From the curtain concealing it to its cabin capable of holding as many as 850 people, everything about the A380 is off the scale of previous achievements in passenger flight.

If its creators are to be believed, the four-engined, double-decker pride of European aviation will fly more people over a greater distance in greater comfort, causing less pollution and at a lower cost than any aircraft on the planet.

The aim of this behemoth is to cause nothing less than the sort of revolution in air travel that the original jumbo jet, the Boeing 747, caused 35 years ago. As the chief spokesman of Airbus put it yesterday: "What we are revealing is the largest, newest, best and most important aircraft in our history."

MSN001, which will be revealed with a new Airbus logo and colour scheme, is the first of a hoped-for 1,250 superjumbos to be built over the next 20 years at 15 sites in four partner countries - Britain, France, Germany and Spain.

Its vast size means that, in its standard three-class configuration of 555 seats, previously unheard-of luxuries such as private cabins, showers, boutique shops and even gyms, fountains and casinos can be offered to first-class and business passengers.

For economy passengers, self-service food counters and bars could replace the trolleys with their foil-packaged readymeals and warm lager.

But as they sip cocktails at the post-unveiling buffet, Tony Blair, President Jacques Chirac, Chancellor Gerhard Schröder and Prime Minister Jose Luis Rodriguez Zapatero, will be surrounded by a sense of trepidation; the £5.6bn cost of the A380, including a hefty slab of public subsidy, could prove a costly gamble in the battle for supremacy in the skies between Europe and America.

M. Chirac, at least, is said to be proud that European know-how has overtaken that of America to produce the world's most advanced passenger jet.

But at what cost? Airbus admitted last month that its spending on the A380 has overrun by £765m and its new jet will weigh three tons more than its target weight of 300 tons.

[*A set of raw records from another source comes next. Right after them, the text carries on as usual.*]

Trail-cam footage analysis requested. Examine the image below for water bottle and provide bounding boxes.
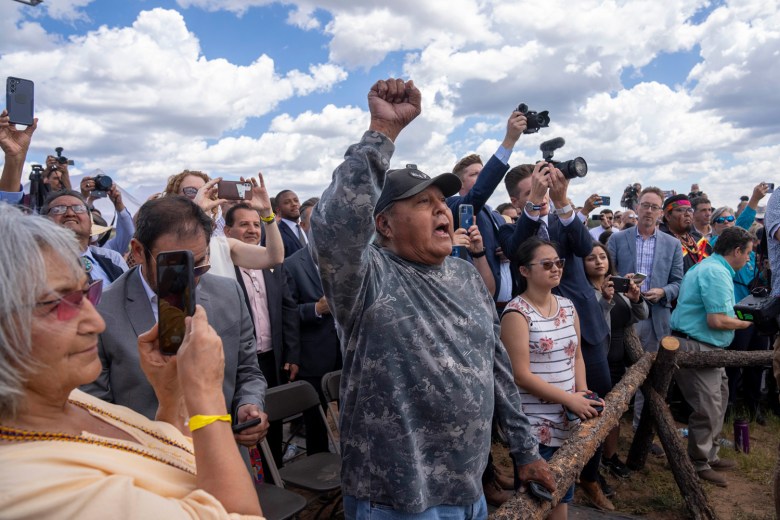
[734,418,750,454]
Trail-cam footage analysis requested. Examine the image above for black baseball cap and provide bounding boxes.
[374,164,461,216]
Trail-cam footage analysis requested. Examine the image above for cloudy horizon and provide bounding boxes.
[2,0,779,216]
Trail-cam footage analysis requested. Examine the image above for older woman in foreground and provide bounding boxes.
[0,203,263,519]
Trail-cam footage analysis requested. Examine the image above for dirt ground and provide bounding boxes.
[491,411,779,519]
[290,409,778,519]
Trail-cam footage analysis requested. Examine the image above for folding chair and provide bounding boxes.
[255,482,307,520]
[320,370,342,453]
[259,381,341,496]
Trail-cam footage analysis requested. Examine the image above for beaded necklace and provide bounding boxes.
[0,398,195,475]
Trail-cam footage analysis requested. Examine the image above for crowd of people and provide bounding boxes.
[0,76,779,520]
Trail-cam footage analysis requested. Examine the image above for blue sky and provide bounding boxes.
[2,0,779,215]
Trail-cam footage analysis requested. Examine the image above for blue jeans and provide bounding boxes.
[538,445,574,503]
[343,495,487,520]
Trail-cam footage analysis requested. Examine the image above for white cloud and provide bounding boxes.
[0,7,347,188]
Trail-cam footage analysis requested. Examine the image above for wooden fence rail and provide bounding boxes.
[491,327,774,520]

The engineers do not even know yet whether it will fly. The first test flight is not scheduled until March.

Although heavier, longer and more expensive than Boeing's 747, the A380 has 50 per cent more floor space, makes half the take-off noise and can fly 1,000 miles further. Its fuel consumption per passenger is more efficient than most family hatchbacks.

Singapore Airlines is due to make the first commercial flight from Singapore to Heathrow next year.

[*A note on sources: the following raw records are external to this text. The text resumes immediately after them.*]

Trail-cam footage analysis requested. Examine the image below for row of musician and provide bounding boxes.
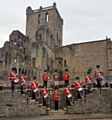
[9,65,105,110]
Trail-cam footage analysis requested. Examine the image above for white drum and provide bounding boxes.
[14,78,19,83]
[99,76,104,80]
[78,87,83,91]
[87,81,92,84]
[101,79,106,86]
[34,88,38,92]
[67,93,72,98]
[44,94,48,98]
[21,81,26,86]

The problem for Airbus, which already has 149 orders for the plane from 14 carriers, is economic. It is betting that airlines will want to use a jet whose size means airports are having to make alterations costing millions.

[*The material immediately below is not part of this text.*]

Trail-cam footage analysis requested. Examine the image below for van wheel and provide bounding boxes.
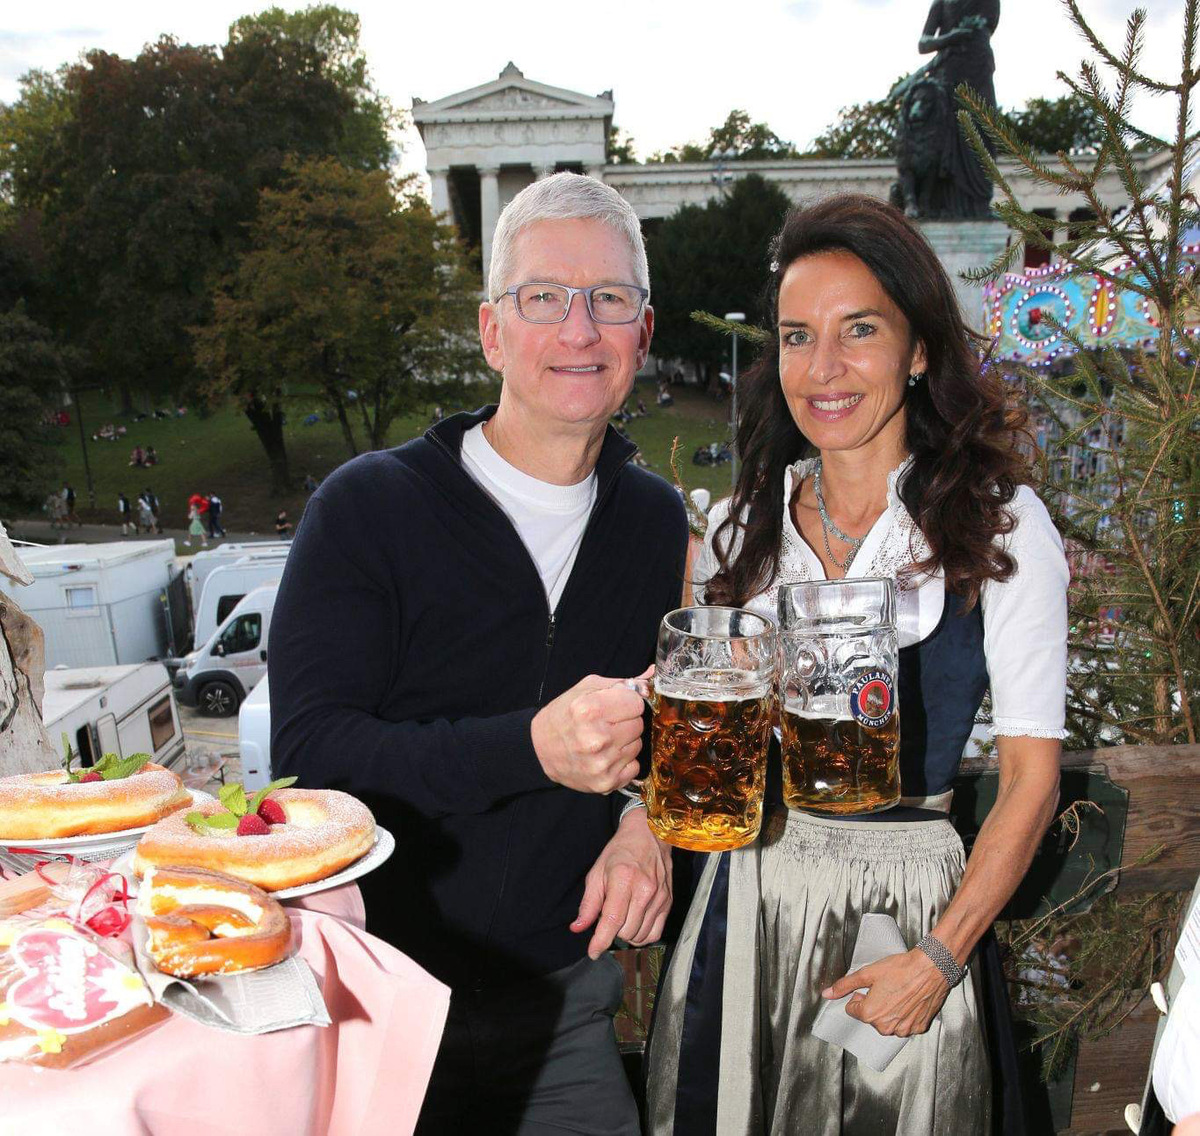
[198,681,239,718]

Heathrow, which estimates that one in every eight flights leaving its runways by 2016 will be an A380, is spending £450m on remodelling its taxiways, gates and baggage facilities to cope. Even by the end of the decade, only 60 airports will be able to host the A380.

The superjumbo's detractors argue that passengers will be put off by the endless waiting to embark and disembark from the four-aisle jets. Gordon Bethune, the chief executive of Continental Airlines, said: "What's in it for me to sit on an airplane with 500 other people, wait for my bags with 500 other people, check in with 500 other people?"

At the heart of this argument is the differing strategies of Airbus and its rival, Boeing. The Seattle company believes the days of the jumbo are over and that the future lies in smaller aircraft capable of flying "point to point". To this end, Boeing has developed its 7E7 "Dreamliner" which has a capacity of just 250 but will fly further and faster than other aircraft.

The American producer claims that the market for the A380 will be just "a few hundred" jets rather than the 1,650 predicted in Toulouse. Todd Blecher of Boeing said: "Passengers want to fly from wherever they are to wherever they're going without having to connect in a hub. The A380 is flying into the headwind of reality." Airbus shrugs off such claims. The superjumbo will be up to 20 per cent cheaper to fly per passenger than other jets.With such economies of scale, the company argues that its pride and joy cannot fail.